Le quotidien "bobo" "Libération" (Quentin Girard) a reproché au jury d'Angoulême (composé de nombreux auteurs professionnels) un choix "conservateur" pour son Grand Prix, cette année (Cosey) comme l'année dernière (Hermann) ; la Une de "Libé" était illustrée pour l'occasion par un auteur de manga à la mode.
La chaîne "TF1" a beaucoup contribué à l'essor des mangas en France en achetant à la fin des années 80 pléthore de dessins-animés nippons à bas prix pour remplir une grille de programmes destinés aux enfants, dont on sait la vocation principalement publicitaire. Les éditeurs de BD franco-belge ont surfé ensuite sur ce "phénomène de société". La grosse ficelle de "l'ouverture culturelle" est usée jusqu'à la corde.
+ "Prix Charlie Schlingo" 2017, le caricaturiste Gab ("Zélium") jette sur le festival dans ce dessin (ci-contre) un regard plus prosaïque ; le festival repose en effet sur le rituel incontournable des dédicaces.
+ Plus confidentiel que le Grand prix, le prix du fanzine 2017 a été attribué au fanzine "Biscoto", qui vise (en principe) un public d'enfants. Jean-Christophe Menu a décrit dans "Fluide-Glacial" (juin 2014) les modalités de ce petit concours underground qu'il qualifie "d'institution la plus pérenne du festival".
+ Dans "Charlie-Hebdo" de la semaine dernière (25 janvier), le chroniqueur Guillaume Erner, également employé par "France-Inter", s'en prend violemment à feu Jean-Edern Hallier, fantasque rédacteur en chef de "L'Idiot international" et ennemi juré de François Mitterrand (sur lequel un documentaire a récemment été diffusé) : "Pour le dire brièvement, Hallier était à la fois un salaud et un mauvais écrivain." Tout en reprochant à Hallier son style polémique, G. Erner ne se gêne pas pour en user contre lui. "Salaud" par rapport à qui ? "Mauvais écrivain" par rapport à qui ? Après Siné et Dieudonné, Jean-Edern Hallier se fait traiter d'antisémite dans les pages de "Charlie-Hebdo" ; pourtant les Juifs de France n'ont pas été déportés par des polémistes, mais par la police républicaine laïque au service de l'appareil d'Etat.

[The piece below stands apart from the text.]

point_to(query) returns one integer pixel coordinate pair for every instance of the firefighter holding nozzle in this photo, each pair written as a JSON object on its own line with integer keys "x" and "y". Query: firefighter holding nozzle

+ "Charlie" publie en outre un manifeste féministe d'Elisabeth Badinter ; celle-ci y défend le point de vue (contestable) selon lequel l'islamisme serait avant tout une affaire d'hommes, et l'anti-islamisme une affaire de femme, avant de s'en prendre au "féminisme communautariste" (?). Mais on s'amuse surtout de voir le manifeste d'E. Badinter illustré par Vuillemin, dont le style contraste nettement avec celui d'Elisabeth Badinder. Il est vrai que, chez Vuillemin, les hommes et les femmes sont également moches.
+ "La Revue dessinée", qui propose des reportages en BD sur des sujets d'actualité ou de société, vient de s'adosser au gros éditeur Delcourt, qui fait son entrée dans le capital de cette petite publication.
Par ailleurs le même éditeur de BD, Delcourt, vient de s'associer avec les éditions du Seuil afin de publier des adaptations d'ouvrages de sociologie en BD.
+Le trophée Presse-Citron (école Estienne/BNF) du dessin de presse a dévoilé l'affiche de son édition 2017. Deux prix sont remis à des caricaturistes, l'un dans la catégorie "étudiants", l'autre dans la catégorie "professionnels". Pour participer, il faut envoyer ses dessins avant le 1er mars. Le prix étudiant est décerné par un jury de dessinateurs professionnels et le prix professionnel par un jury d'étudiants de l'école Estienne.
Peu après avoir remporté le 1er prix en 2016, l'Enigmatique LB qui contribue bénévolement au fanzine "Zébra", s'est vu proposer de dessiner régulièrement pour "Siné-Mensuel".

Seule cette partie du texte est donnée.